Objectif : - 30 % de CO2 en TDI

Après le scandale du dieselgate, un effort considérable semble avoir été accompli par les ingénieurs allemands pour gagner la bataille du respect des normes environnementales. C’est ainsi que  Deux Golf, apparemment de série, doté du  marquage « Gen 2020 » indique que les deux véhicules sont des prototypes de développement, à un horizon correspondant aux normes Euro 6d (2020-21). Le premier est un TDI capable de réduire de 30 % le niveau de CO2 de la Golf. Pour cela, c’est un 3 cylindres TDI 1.5 de 77 kW (105 ch) qui prend place sous le capot, assisté d’un système hybride 48 volts capable d’offrir un surcroît de puissance pour améliorer les relances.

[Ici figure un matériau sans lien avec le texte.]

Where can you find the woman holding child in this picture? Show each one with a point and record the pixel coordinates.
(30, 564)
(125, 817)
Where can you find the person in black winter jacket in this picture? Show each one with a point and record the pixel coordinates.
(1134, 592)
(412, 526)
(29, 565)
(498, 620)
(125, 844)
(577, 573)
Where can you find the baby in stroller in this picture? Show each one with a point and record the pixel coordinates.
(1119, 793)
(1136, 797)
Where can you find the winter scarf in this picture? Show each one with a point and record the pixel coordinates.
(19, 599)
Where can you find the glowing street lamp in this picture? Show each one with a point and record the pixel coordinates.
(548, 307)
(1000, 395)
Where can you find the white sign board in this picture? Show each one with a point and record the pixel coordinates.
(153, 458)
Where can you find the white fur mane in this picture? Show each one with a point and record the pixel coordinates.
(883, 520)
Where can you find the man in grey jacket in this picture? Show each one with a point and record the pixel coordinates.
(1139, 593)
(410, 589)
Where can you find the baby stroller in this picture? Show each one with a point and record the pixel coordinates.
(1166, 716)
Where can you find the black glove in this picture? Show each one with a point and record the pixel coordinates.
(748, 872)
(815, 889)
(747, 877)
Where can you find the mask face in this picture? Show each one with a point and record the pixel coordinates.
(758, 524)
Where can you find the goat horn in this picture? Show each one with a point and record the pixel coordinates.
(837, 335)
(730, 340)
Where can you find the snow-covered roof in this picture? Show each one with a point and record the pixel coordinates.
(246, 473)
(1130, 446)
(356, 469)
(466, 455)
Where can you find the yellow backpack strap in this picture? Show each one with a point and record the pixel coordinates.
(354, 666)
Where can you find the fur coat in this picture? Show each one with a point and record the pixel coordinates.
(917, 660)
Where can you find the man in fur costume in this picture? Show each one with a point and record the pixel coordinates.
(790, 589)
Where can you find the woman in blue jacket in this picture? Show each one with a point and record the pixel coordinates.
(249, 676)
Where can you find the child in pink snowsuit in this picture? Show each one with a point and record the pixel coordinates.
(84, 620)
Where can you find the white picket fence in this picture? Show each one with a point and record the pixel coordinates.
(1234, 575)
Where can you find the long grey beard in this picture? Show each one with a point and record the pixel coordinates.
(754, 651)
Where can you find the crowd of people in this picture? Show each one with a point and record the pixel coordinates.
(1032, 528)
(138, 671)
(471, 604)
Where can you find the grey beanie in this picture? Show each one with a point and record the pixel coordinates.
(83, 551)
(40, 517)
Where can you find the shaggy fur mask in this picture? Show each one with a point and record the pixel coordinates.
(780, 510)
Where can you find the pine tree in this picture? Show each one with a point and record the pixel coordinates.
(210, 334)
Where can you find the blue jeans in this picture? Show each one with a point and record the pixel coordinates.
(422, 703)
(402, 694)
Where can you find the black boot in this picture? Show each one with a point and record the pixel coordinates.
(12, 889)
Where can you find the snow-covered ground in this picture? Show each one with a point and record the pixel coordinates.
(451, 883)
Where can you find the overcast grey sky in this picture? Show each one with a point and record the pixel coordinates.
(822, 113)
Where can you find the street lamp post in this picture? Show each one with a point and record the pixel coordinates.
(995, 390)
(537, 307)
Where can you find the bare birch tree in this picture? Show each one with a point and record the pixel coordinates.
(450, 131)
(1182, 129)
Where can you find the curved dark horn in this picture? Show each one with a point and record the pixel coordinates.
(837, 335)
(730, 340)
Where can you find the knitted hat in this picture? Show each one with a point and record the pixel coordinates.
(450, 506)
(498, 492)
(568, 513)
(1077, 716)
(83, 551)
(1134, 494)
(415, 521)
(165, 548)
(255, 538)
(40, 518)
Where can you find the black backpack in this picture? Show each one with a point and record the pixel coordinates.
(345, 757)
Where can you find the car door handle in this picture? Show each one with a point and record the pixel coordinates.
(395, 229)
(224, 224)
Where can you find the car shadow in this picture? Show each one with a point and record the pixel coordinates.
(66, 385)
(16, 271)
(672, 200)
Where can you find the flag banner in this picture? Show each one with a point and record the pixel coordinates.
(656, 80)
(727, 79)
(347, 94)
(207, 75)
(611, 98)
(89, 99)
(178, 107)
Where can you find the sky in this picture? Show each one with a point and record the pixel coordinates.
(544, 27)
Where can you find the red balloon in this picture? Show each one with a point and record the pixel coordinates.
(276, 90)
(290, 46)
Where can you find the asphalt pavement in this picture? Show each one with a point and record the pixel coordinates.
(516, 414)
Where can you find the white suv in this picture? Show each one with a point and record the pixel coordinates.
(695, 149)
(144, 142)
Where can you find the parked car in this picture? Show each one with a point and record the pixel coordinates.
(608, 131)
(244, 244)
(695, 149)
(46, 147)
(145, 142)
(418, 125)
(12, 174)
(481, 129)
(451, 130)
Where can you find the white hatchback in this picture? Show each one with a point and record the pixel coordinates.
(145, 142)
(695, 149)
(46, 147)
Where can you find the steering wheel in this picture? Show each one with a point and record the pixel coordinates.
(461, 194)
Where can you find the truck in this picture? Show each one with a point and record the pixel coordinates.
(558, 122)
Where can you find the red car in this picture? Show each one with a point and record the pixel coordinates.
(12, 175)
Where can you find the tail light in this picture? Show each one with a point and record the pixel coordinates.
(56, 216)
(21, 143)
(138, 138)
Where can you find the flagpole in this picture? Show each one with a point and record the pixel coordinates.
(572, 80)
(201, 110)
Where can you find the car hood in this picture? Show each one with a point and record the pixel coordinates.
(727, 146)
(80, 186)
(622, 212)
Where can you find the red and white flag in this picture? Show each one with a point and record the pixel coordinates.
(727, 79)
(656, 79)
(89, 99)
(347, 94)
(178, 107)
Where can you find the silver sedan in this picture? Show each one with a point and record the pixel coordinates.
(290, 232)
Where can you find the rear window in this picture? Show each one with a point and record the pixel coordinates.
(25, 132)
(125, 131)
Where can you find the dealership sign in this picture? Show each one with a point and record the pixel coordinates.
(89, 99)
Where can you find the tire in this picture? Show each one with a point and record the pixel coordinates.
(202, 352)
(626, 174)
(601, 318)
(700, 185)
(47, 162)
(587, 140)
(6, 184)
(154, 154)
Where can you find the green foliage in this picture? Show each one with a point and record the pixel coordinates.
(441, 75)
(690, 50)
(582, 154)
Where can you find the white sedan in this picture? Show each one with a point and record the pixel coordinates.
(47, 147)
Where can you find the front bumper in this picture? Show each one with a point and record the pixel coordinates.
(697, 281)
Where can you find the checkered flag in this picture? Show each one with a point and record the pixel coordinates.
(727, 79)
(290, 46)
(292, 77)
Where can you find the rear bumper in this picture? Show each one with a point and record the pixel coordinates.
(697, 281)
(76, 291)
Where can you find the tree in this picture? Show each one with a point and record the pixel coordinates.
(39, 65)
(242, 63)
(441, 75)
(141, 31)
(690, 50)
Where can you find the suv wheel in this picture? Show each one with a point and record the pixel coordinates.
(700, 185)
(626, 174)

Pour arriver à être aussi sobre, il est équipé d’une chambre de combustion et de pistons à la forme spécifique, d’une injection pouvant atteindre 3 000 bar, d’une gestion variable de l’ouverture des soupapes à l’admission comme à l’échappement (avec une seconde ouverture pour mieux contrôler la température de fonctionnement) et de mesures de réduction des frottements et d’optimisation du refroidissement. Un système de SCR aide à la dépollution de l’ensemble. Les quelques minutes passées à son volant montrent un ensemble assez dynamique mais, comme les ingénieurs ne se sont concentrés que sur la partie efficience et pas du tout sur la filtration des vibrations et du bruit moteur, on retrouve les désagréments d’un 3 cylindres TDI un peu brut.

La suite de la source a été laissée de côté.